Name Type Description Default
scheduler `SchedulerMixin`

The scheduler to get timesteps from.

required
num_inference_steps `int`

The number of diffusion steps used when generating samples with a pre-trained model. If used, timesteps must be None.

None
device `str` or `torch.device`, *optional*

The device to which the timesteps should be moved to. If None, the timesteps are not moved.

None
timesteps `list[int]`, *optional*

Custom timesteps used to override the timestep spacing strategy of the scheduler.

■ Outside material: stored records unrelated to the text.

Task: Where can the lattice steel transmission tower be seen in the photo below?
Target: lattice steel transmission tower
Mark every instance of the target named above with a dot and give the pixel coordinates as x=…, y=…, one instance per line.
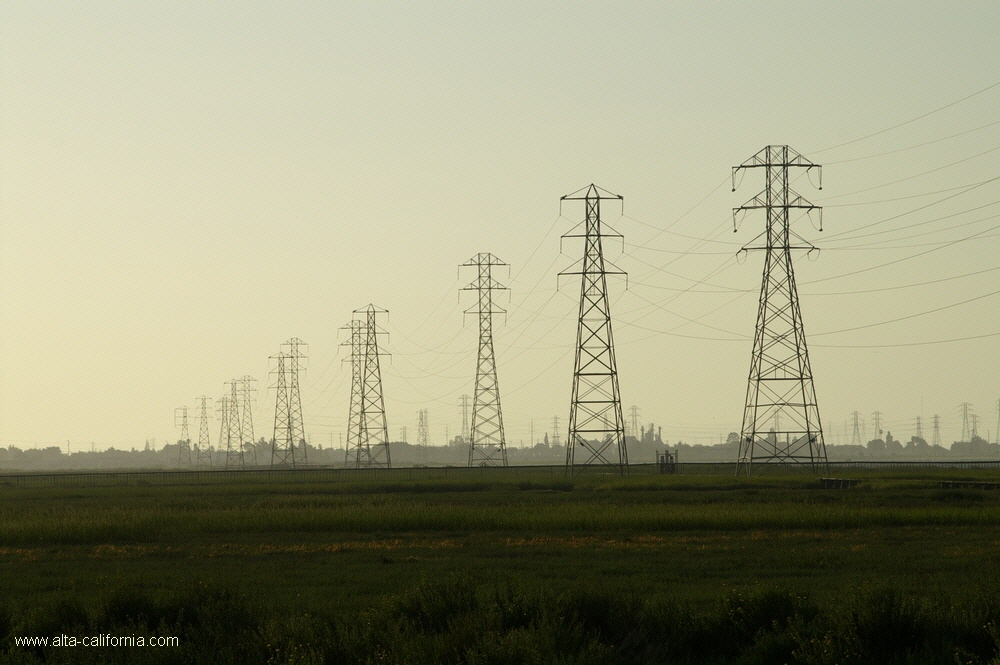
x=487, y=444
x=596, y=423
x=877, y=423
x=204, y=447
x=781, y=380
x=634, y=418
x=248, y=396
x=184, y=445
x=968, y=426
x=368, y=433
x=423, y=430
x=997, y=436
x=288, y=448
x=234, y=427
x=856, y=436
x=463, y=405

If timesteps is passed, num_inference_steps and sigmas must be None.

None
sigmas `list[float]`, *optional*

Custom sigmas used to override the timestep spacing strategy of the scheduler. If sigmas is passed, num_inference_steps and timesteps must be None.

None

Returns:

Type Description
Tensor

Tuple[torch.Tensor, int]: A tuple where the first element is the timestep schedule from the scheduler and the

int

second element is the number of inference steps.